Il Pontefice, ricoverato al Policlinico Gemelli dal 14 febbraio a causa di una polmonite bilaterale, continua a ricevere cure e a mostrare segni di miglioramento.
Aggiornamenti dal Vaticano
Gli ultimi aggiornamenti comunicati dal Vaticano indicano che il Santo Padre ora riposa. Nella giornata di ieri, le condizioni del Papa erano stabili. In particolare, Papa Francesco ha alternato la ventilazione meccanica non invasiva a lunghi periodi di ossigenoterapia ad alti flussi, rispondendo positivamente agli scambi gassosi. Il Vaticano ha inoltre confermato che il Pontefice è apiretico e non presenta leucocitosi.
Parametri stabili
Secondo il bollettino medico, i parametri emodinamici di Papa Francesco si sono mantenuti stabili. Il Santo Padre ha continuato ad alimentarsi e ha regolarmente effettuato la fisioterapia respiratoria, collaborando attivamente. Non sono stati riscontrati episodi di broncospasmo, e il Papa è sempre vigile e orientato.
Rituali religiosi
Nel pomeriggio di ieri, Papa Francesco ha ricevuto l’Eucarestia e si è dedicato alla preghiera per circa venti minuti nella cappellina dell’ospedale romano. La prognosi rimane riservata, sottolinea il Vaticano, con i medici che non sciolgono la riserva sulla situazione clinica del Pontefice.

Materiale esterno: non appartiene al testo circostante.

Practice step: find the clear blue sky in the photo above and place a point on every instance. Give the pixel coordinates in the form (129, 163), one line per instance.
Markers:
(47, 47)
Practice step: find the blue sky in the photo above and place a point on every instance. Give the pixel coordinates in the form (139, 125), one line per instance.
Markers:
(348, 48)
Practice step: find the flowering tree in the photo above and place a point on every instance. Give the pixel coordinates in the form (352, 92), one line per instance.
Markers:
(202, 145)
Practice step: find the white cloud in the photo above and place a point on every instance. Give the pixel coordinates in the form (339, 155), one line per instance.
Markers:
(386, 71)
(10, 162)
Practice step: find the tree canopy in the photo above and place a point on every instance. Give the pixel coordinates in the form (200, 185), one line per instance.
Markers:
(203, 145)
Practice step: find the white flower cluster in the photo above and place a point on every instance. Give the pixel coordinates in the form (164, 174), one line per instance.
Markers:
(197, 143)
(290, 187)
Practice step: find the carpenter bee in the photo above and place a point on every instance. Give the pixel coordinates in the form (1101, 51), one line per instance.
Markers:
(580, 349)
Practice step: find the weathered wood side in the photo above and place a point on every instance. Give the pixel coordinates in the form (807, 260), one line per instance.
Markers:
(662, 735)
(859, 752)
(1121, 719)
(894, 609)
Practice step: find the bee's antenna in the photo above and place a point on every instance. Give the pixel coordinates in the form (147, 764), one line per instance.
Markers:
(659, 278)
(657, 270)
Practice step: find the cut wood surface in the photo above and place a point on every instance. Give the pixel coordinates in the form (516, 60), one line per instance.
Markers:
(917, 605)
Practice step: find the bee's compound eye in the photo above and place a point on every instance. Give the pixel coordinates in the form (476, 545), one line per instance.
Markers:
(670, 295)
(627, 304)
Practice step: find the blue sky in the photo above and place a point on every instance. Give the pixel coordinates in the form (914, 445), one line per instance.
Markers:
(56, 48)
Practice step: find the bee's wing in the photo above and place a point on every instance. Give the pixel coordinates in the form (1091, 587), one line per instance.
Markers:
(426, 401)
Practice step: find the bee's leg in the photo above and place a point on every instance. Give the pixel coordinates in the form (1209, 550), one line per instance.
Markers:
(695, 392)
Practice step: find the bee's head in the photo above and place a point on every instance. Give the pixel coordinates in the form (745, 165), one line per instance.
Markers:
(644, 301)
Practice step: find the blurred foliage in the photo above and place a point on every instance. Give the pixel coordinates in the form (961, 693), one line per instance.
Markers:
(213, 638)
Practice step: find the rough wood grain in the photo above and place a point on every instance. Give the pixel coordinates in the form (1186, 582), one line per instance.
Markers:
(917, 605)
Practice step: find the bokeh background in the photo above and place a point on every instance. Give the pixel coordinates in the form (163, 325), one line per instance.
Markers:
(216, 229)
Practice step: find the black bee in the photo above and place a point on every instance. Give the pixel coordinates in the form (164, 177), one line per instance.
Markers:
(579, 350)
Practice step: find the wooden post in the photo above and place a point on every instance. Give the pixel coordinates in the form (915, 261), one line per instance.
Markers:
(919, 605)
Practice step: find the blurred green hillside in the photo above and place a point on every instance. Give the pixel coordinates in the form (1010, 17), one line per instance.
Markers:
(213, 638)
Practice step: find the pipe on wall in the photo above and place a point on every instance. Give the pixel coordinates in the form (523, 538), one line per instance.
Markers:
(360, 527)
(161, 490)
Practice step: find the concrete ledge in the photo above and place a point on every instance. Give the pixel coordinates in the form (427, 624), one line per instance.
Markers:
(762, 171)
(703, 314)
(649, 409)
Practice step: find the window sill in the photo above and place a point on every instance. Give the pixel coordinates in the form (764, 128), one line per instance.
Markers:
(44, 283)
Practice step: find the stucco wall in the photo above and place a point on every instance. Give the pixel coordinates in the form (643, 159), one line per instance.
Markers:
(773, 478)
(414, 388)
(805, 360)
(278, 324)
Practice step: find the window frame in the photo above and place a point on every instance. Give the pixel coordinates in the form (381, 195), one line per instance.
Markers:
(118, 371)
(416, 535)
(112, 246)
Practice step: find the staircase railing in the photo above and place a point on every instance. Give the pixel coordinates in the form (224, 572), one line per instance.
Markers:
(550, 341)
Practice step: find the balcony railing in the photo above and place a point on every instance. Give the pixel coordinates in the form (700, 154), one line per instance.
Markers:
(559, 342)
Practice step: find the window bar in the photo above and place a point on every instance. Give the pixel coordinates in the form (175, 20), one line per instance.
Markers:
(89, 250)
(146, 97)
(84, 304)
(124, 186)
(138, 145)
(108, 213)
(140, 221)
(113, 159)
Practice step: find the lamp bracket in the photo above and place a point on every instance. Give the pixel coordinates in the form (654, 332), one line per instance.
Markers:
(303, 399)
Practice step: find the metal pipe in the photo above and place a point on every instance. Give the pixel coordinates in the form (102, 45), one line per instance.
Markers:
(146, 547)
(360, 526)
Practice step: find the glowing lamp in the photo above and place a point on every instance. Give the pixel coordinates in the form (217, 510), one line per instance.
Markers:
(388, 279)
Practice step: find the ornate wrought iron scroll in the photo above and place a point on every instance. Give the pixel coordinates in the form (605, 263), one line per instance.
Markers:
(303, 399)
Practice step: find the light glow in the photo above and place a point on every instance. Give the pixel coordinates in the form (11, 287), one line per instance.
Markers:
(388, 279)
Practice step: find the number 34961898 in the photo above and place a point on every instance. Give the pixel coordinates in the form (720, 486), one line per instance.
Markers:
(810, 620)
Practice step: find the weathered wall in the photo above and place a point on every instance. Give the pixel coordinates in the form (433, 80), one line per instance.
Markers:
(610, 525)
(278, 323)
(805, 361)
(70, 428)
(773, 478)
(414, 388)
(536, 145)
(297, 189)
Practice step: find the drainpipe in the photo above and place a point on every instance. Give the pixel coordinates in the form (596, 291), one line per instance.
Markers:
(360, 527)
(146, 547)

Mobilità e alimentazione – Nonostante le difficoltà di deambulazione note, il Pontefice può muoversi e camminare, anche se limitatamente. Inoltre, Papa Francesco non necessita di alimentazione endovenosa e può mangiare cibo solido. L’assenza di leucocitosi a 24 ore dal broncospasmo indica che non è in corso un’infezione.
Il quadro clinico di Papa Francesco rimane complesso, ma le sue condizioni sono stabili. Continueremo a monitorare la situazione e fornire aggiornamenti regolari sulle sue condizioni di salute.